Werknemer komt op tegen het oordeel van de kantonrechter dat het opzegverbod niet aan de verzochte ontbinding in de weg staat. Naar het oordeel van het hof slaagt deze grief. Nadat werknemer ondanks zijn ASS vanaf de oprichting van werkgeefster een aantal jaren goed had gefunctioneerd, is hij in de loop van 2019 in de problemen gekomen als gevolg van de groei van de organisatie. Het hof oordeelt op grond van de overgelegde stukken en hetgeen ter zitting is verhandeld, dat de arbeidsongeschiktheid van werknemer verband hield en houdt met medische beperkingen en aanpassingsproblemen aan de zijde van werknemer als gevolg van zijn ASS, in een fase waarin de onderneming van werknemer in hoog tempo aan het veranderen was. Uit de overgelegde medische rapporten volgt naar het oordeel van het hof de conclusie dat de verstoorde arbeidsverhouding verband houdt met de arbeidsongeschiktheid van werknemer en zijn daaraan ten grondslag liggende ASS, althans is dat verband zeker niet uitgesloten. Het hof betrekt bij zijn oordeel de beschermende ratio die ten grondslag ligt aan het opzegverbod, welke strekking ten aanzien van werknemer volledig opgeld doet nu ter zitting van het hof is gebleken dat hij nog steeds volledig en onafgebroken arbeidsongeschikt is en niet in staat is om te solliciteren. Naar het oordeel van het hof is de arbeidsovereenkomst ten onrechte ontbonden. Herstel van de arbeidsovereenkomst is volgens het hof niet aan de orde wegens het ontbreken van  een vruchtbare bodem voor samenwerking.
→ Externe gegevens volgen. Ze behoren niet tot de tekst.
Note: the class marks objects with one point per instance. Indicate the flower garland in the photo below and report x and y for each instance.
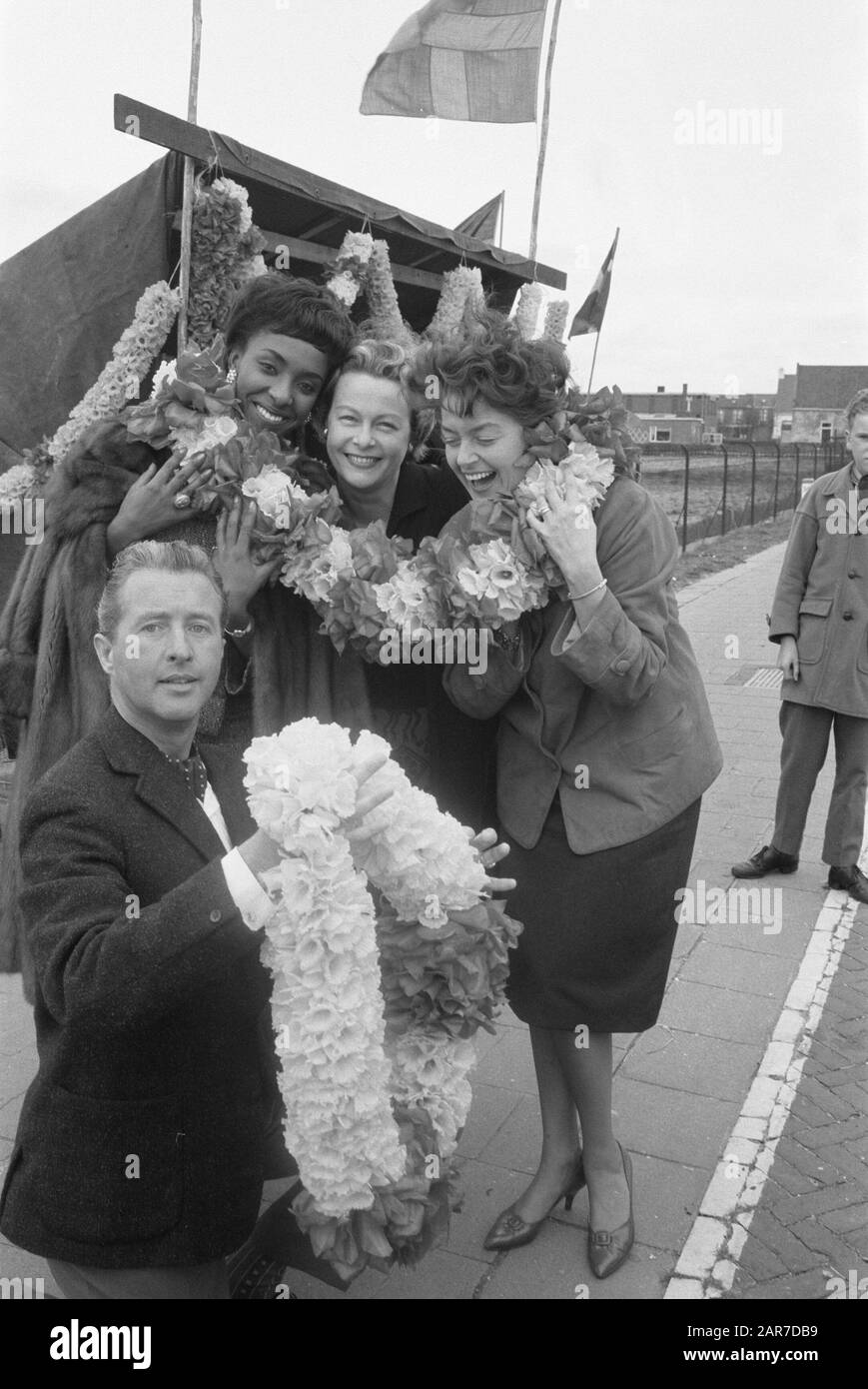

Er wordt een billijke vergoeding op grond van artikel 7:683 BW ter hoogte van € 100.000 toegekend. De overige grieven behoeven volgens het hof geen bespreking meer.

Incidenteel appèl

In incidenteel appèl komt werkgeefster op tegen het oordeel dat het concurrentie- en relatiebeding werknemer beperkt bij het vinden van ander passend werk, op grond waarvan de kantonrechter komt tot toekenning van een vergoeding op grond van artikel 7:653 lid 5 BW van € 60.000 bruto. Naar het oordeel van het hof slaagt deze grief.  Werknemer heeft - in het licht van zijn onafgebroken arbeidsongeschiktheid zonder uitzicht op herstel binnen afzienbare termijn en zijn mededeling ter zitting in hoger beroep dat hij in het geheel geen sollicitaties heeft verricht en zich daartoe ook nog niet in staat acht - onvoldoende feiten en omstandigheden gesteld die de conclusie rechtvaardigen dat het in de arbeidsovereenkomst opgenomen concurrentie- en relatiebeding hem in belangrijke mate belemmert bij het vinden van ander passend werk. Nu de kantonrechter werkgeefster heeft veroordeeld tot betaling van dit bedrag moet dit bedrag door werknemer worden terugbetaald.